Research Highlights Benefits of Non-Pharmacologic Interventions in Migraine Care

Four years ago, researchers at Cincinnati Children’s published a study that cast doubt on the effectiveness of medication to treat migraine in young people. Today they are continuing to discover new preventive and therapeutic strategies for this debilitating condition.

Results from the 2017 Childhood and Adolescent Migraine Prevention (CHAMP) study, published in The New England Journal of Medicine, came as a surprise to many in the field. The key finding: amitriptyline and topiramate, the two most commonly prescribed medications for preventing migraine in teens were as effective as placebo in preventing migraine – they all appeared to work equally. The study tracked more than 300 patients at 31 centers across 24 weeks.

In July 2021, experts at Cincinnati Children’s and the University of Iowa published a three-year follow-up study to CHAMP. The new study reports that CHAMP participants maintained the improvements they gained from treatments received even after they stopped taking the medications or the placebo.

The Future of Migraine Treatment

Additional studies at Cincinnati Children’s explored the benefit of non-pharmacologic interventions, including cognitive behavior therapies (CBT) and a new wearable neuromodulation device.
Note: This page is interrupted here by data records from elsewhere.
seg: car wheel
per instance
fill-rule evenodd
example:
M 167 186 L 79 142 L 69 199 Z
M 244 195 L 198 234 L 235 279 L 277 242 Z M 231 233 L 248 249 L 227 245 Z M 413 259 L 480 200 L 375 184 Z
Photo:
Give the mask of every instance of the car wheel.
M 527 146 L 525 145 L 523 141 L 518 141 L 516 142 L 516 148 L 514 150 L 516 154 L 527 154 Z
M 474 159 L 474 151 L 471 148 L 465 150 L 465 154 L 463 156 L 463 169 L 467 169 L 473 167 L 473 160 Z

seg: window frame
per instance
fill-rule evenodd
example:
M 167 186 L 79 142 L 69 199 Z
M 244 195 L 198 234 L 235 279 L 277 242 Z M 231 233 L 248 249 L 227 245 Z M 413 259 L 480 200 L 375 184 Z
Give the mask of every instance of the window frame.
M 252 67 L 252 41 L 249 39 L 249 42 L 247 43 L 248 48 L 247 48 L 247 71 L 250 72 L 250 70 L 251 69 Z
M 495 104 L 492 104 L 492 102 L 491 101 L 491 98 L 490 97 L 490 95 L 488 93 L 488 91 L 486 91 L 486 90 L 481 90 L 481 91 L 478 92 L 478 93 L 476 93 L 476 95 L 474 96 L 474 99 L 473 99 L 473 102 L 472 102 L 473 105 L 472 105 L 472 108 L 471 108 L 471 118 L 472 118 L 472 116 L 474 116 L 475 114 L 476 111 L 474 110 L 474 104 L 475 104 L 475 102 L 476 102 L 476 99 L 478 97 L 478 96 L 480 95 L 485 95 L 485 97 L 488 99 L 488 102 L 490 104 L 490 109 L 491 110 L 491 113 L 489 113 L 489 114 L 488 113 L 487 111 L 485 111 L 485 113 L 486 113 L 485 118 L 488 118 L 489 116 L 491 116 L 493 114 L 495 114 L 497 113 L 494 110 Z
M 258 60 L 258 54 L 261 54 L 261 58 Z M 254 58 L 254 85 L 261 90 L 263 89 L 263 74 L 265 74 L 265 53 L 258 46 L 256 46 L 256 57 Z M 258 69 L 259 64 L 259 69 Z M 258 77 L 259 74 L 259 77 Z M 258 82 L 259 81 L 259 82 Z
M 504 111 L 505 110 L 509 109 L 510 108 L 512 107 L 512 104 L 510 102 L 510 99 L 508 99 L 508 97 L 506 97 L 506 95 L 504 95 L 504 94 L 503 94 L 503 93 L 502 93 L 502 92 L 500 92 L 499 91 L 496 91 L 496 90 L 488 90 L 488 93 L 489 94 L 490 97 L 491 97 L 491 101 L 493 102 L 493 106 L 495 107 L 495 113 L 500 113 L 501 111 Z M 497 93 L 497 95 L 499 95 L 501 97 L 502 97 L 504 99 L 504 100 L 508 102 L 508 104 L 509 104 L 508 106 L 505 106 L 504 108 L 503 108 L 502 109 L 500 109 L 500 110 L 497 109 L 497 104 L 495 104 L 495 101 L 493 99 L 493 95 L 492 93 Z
The CBT study was a pilot led by Scott Powers, PhD, co-director of the Headache Center at Cincinnati Children’s, and Robert Coghill, PhD. It found that after CBT, teens exhibited changes in brain structure, as measured by functional MRI.

“The study was relatively small, but 83% of participants showed improvements in headache days, and these changes were related to these brain biomarkers,” Powers says.

The pilot study received the 2020 Members’ Choice Award from the American Headache Society. Cincinnati Children’s will be using funds from two National Institutes of Health grants (valued at a combined $6.15 million) to build on this research.

The second study, published online in December 2020 in Headache, reports positive results from teens using a wearable device called Nerivio that delivers “remote electrical neuromodulation” once a headache starts. In essence, the signal interrupts the development and progression of an attack of migraine.

Of 39 participants who used the device, 71% reported pain relief within two hours and 35% reported being pain-free at that point. About 54% also reported disappearance of nausea while 40% reported disappearance of light and noise sensitivity. In a subanalysis of these study participants, published in Pain Medicine, the device appeared to outperform medications.

Andrew Hershey, MD, PhD, endowed chair and director, Division of Neurology, was the study’s principal investigator. Findings from this study helped support U.S. Food and Drug Administration approval in January 2021 of Nerivio as a migraine treatment for people aged 12 and up.

A Look at What’s Next

Experts from the Headache Center are evaluating an emerging class of migraine medications for potential use in children and teens, including monoclonal antibodies that target the CGRP (calcitonin gene-related peptide) receptor and other medications that directly inhibit CGRP.

“More than 6 million youth in the U.S. suffer from migraine, which is associated with poorer performance and absence from school and social activities during a particularly formative time in life,” says Hershey. “We are determined to provide teens with more effective and engaging treatments that will have far-reaching, positive effects over the course of their lives.”